I am trying to find the intersect between two list columns in a data.table object which I import into R. I replicate the data.table below, with the exact same values:
DT_1 <- data.table(
ego = as.integer(c(128320, 128320)),
list_ego = list(as.integer(c(1,4)), as.integer(c(1,4))),
alter = as.integer(c(48259, 167757)),
list_alter = list(as.integer(c(4,3,1,5)), as.integer(c(3,1,4,5)))
)
I then run the code below and get an error message:
> DT_1[, shared_list := mapply(FUN = intersect, list_ego, list_alter)]
Error in `[.data.table`(DT_1, , `:=`(shared_list, mapply(FUN = intersect, :
Supplied 4 items to be assigned to 2 items of column 'shared_list'. If you wish to 'recycle' the RHS please use rep() to make this intent clear to readers of your code.
In addition: Warning message:
In `[.data.table`(DT_1, , `:=`(shared_list, mapply(FUN = intersect, :
2 column matrix RHS of := will be treated as one vector
Strangely enough, the same code works when I use other values:
> DF_2 <- data.table(
+ ego = as.integer(c(1, 1)),
+ list_ego = list(as.integer(c(100,200)), as.integer(c(100,200))),
+ alter = as.integer(c(2, 3)),
+ list_alter = list(as.integer(c(100, 300)), as.integer(c(200, 300)))
+ )
> DF_2[, shared_list := mapply(FUN = intersect, list_ego, list_alter)]
> DF_2
ego list_ego alter list_alter shared_list
1: 1 100,200 2 100,300 100
2: 1 100,200 3 200,300 200
I need to have this code work for all values, as I will use it in a loop over many csv imported data.table objects.
The clue is in the error message.

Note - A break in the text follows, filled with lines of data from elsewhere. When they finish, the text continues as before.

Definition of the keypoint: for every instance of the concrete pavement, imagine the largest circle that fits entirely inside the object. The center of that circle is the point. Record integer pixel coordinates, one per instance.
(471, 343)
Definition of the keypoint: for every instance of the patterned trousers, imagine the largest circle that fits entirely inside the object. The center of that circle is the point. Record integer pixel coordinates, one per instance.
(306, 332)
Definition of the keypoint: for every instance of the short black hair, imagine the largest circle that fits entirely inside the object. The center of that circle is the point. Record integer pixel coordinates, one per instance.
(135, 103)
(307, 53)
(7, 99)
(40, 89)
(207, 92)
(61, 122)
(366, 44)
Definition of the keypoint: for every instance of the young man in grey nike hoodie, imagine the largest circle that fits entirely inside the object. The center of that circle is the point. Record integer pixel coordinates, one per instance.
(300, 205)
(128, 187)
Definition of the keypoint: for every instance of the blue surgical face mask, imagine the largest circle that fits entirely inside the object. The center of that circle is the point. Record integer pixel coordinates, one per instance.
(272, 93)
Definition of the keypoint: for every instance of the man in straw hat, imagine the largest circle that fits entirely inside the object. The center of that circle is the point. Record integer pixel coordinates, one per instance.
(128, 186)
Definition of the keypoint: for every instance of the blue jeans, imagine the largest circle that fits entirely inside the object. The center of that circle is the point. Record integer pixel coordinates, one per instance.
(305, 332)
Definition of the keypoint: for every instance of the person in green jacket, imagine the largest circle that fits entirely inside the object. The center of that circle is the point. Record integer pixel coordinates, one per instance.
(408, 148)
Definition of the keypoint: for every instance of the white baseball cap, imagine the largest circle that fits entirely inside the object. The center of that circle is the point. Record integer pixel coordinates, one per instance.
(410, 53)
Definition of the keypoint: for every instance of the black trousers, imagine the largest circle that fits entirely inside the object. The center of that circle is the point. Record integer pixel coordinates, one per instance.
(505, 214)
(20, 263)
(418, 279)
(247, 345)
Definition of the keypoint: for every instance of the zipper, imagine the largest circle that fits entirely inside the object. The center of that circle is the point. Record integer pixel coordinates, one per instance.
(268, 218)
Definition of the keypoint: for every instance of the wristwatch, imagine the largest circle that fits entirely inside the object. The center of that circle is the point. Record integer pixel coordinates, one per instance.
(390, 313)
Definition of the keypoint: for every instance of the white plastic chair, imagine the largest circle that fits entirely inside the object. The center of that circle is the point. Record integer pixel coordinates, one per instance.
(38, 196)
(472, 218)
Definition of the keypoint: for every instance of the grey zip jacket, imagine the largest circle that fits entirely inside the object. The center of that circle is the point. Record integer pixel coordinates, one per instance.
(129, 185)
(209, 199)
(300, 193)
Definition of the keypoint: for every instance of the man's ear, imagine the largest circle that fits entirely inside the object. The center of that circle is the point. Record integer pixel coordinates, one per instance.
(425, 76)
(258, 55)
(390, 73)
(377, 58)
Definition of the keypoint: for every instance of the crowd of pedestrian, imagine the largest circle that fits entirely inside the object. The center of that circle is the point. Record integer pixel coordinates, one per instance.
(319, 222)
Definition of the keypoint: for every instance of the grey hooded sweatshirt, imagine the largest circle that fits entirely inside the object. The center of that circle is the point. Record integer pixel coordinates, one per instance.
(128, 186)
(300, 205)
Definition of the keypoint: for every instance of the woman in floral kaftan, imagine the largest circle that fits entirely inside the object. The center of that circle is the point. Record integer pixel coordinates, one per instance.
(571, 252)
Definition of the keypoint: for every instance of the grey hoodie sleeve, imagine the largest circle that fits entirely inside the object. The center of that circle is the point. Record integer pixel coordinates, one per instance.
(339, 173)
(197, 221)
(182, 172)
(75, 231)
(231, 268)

Use SIMPLIFY = FALSE
to avoid results being converted to a matrix when possible:
DT_1[, shared_list := mapply(FUN = intersect, list_ego, list_alter, SIMPLIFY = FALSE)]
# ego list_ego alter list_alter shared_list
# <int> <list> <int> <list> <list>
# 1: 128320 1,4 48259 4,3,1,5 1,4
# 2: 128320 1,4 167757 3,1,4,5 1,4
You can also use Map()
:
DT_1[, shared_list := Map(f = intersect, list_ego, list_alter)]